By Kim Keister
Brian T. Smith served the American people for more than 30 years. He enlisted in the Marine Corps and retired as a Navy captain, saw combat and received a number of military awards.
Smith, who turns 57 this month, has pivoted to serve in a different way. He advocated for military retirees and disabled veterans during this year’s Maryland General Assembly session.
“There was a connection to give back to the community and state by going to Annapolis and trying to improve the conditions considered to be important,” he said.
Smith, who lives in National Harbor, was a member of AARP Maryland’s corps of some two dozen advocacy volunteers from January to April. They researched issues, testified before committees and buttonholed lawmakers. And with a slew of legislative victories this session, the volunteers made a big impact.
“Volunteers who advance AARP’s legislative objectives are dedicated and very impressive,” said Hank Greenberg, AARP Maryland state director. “Their personal stories had a tremendous impact on legislators. I attribute much of our legislative success to their testimony.”
Here are some of the AARP-supported measures that the General Assembly passed and Gov. Larry Hogan (R) signed:
Support for veterans A new law increases to $15,000 the amount of military retirement income exempt from state income tax for individuals 55 and older.
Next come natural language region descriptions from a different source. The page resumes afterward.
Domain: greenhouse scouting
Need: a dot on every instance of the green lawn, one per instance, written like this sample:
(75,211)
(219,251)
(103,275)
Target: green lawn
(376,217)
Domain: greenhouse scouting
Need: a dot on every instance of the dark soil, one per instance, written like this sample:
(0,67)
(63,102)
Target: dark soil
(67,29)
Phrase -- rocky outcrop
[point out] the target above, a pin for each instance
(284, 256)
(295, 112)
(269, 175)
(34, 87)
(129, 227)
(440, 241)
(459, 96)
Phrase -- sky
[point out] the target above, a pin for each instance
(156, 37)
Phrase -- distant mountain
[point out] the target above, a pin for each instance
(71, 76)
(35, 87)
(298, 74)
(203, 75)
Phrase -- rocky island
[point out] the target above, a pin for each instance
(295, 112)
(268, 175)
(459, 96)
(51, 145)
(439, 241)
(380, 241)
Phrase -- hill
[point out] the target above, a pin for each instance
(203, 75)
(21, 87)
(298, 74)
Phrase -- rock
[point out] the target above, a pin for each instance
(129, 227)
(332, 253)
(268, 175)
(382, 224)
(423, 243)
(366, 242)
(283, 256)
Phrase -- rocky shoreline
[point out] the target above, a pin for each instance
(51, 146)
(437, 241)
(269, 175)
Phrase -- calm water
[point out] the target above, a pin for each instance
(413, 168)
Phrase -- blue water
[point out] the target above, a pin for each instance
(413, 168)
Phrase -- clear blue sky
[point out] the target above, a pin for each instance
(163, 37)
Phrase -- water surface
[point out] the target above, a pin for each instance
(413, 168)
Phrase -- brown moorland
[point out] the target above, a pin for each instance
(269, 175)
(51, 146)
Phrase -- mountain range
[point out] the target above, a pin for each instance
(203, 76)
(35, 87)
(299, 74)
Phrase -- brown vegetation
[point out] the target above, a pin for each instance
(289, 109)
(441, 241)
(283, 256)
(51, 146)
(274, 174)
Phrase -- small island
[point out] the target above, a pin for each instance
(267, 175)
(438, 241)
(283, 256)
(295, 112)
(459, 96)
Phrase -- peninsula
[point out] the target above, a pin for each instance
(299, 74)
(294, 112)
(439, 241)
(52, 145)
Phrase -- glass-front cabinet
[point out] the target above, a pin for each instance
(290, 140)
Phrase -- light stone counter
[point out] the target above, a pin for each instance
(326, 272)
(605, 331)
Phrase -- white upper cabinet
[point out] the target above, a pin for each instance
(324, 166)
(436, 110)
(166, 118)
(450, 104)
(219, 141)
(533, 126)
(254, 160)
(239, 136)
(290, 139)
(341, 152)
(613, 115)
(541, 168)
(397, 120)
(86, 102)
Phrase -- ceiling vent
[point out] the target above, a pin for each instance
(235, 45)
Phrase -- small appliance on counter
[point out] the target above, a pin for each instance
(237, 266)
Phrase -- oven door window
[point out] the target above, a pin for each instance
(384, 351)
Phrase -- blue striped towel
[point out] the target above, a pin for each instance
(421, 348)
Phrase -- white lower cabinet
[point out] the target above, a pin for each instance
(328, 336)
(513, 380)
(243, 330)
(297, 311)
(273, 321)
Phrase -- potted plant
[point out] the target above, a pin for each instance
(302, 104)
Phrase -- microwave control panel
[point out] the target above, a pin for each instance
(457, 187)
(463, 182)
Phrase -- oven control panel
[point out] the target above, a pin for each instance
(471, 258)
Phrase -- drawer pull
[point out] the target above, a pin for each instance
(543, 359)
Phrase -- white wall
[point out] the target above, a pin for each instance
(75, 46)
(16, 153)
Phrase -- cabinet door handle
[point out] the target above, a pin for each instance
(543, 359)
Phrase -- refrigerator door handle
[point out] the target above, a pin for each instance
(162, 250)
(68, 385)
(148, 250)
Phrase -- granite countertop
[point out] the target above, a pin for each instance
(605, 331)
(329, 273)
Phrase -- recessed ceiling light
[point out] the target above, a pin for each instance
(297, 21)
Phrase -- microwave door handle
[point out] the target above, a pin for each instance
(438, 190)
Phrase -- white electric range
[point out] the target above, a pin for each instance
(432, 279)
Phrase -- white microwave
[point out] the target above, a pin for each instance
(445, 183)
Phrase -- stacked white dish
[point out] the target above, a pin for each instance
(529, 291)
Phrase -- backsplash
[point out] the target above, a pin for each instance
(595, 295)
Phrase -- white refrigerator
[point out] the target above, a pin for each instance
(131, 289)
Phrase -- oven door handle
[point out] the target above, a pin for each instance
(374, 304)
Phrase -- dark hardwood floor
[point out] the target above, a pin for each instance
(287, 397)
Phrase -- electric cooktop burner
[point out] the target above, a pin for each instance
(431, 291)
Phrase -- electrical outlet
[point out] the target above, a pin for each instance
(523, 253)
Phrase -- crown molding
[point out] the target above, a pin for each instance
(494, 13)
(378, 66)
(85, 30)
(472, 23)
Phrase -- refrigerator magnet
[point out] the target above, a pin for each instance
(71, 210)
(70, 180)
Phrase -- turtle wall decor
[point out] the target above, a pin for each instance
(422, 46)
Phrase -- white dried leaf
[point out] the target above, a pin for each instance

Another measure requires the creation of an annual report on veteran and active-duty suicides. The data is to include the branches of service and methods of suicide for the deceased. The information will help the U.S. Department of Veterans Affairs determine how to allocate resources for addressing issues about suicide.
Prescription drug costs Many pharmacists are bound to contracts with middlemen that prevent them from telling you that paying cash for a prescription might cost less than your health insurance copayment. A new law prohibits these middlemen—pharmacy benefit managers—from using such “gag clauses” to pocket the difference.
Complete Streets Pedestrians, bicyclists, motorists and transit riders can coexist on safe and accessible roadways, but it takes planning, design, construction and maintenance. A new law requires state transportation agencies to change their approach to designing and building roadways to make them more compatible for all users, not just vehicles. Another measure provides grants to local governments that develop Complete Streets policies.
Nursing home investigations Maryland is the seventh-worst state in the nation for on-time investigations of nursing home complaints, according to a 2017 federal report. The new law requires the state to initiate an investigation within 10 business days of nursing home complaints alleging harm and to investigate within 24 to 48 hours complaints alleging immediate jeopardy to residents. Another law gives more authority to an oversight panel that evaluates quality of care in facilities statewide.
Protection for property owners A prohibition was imposed on a Baltimore city practice of selling the property of owners who have unpaid water bills.
Tax lien sales disproportionately affect African Americans, many of them older or living below the poverty line.
Kim Keister is a writer living in Chevy Chase, Md.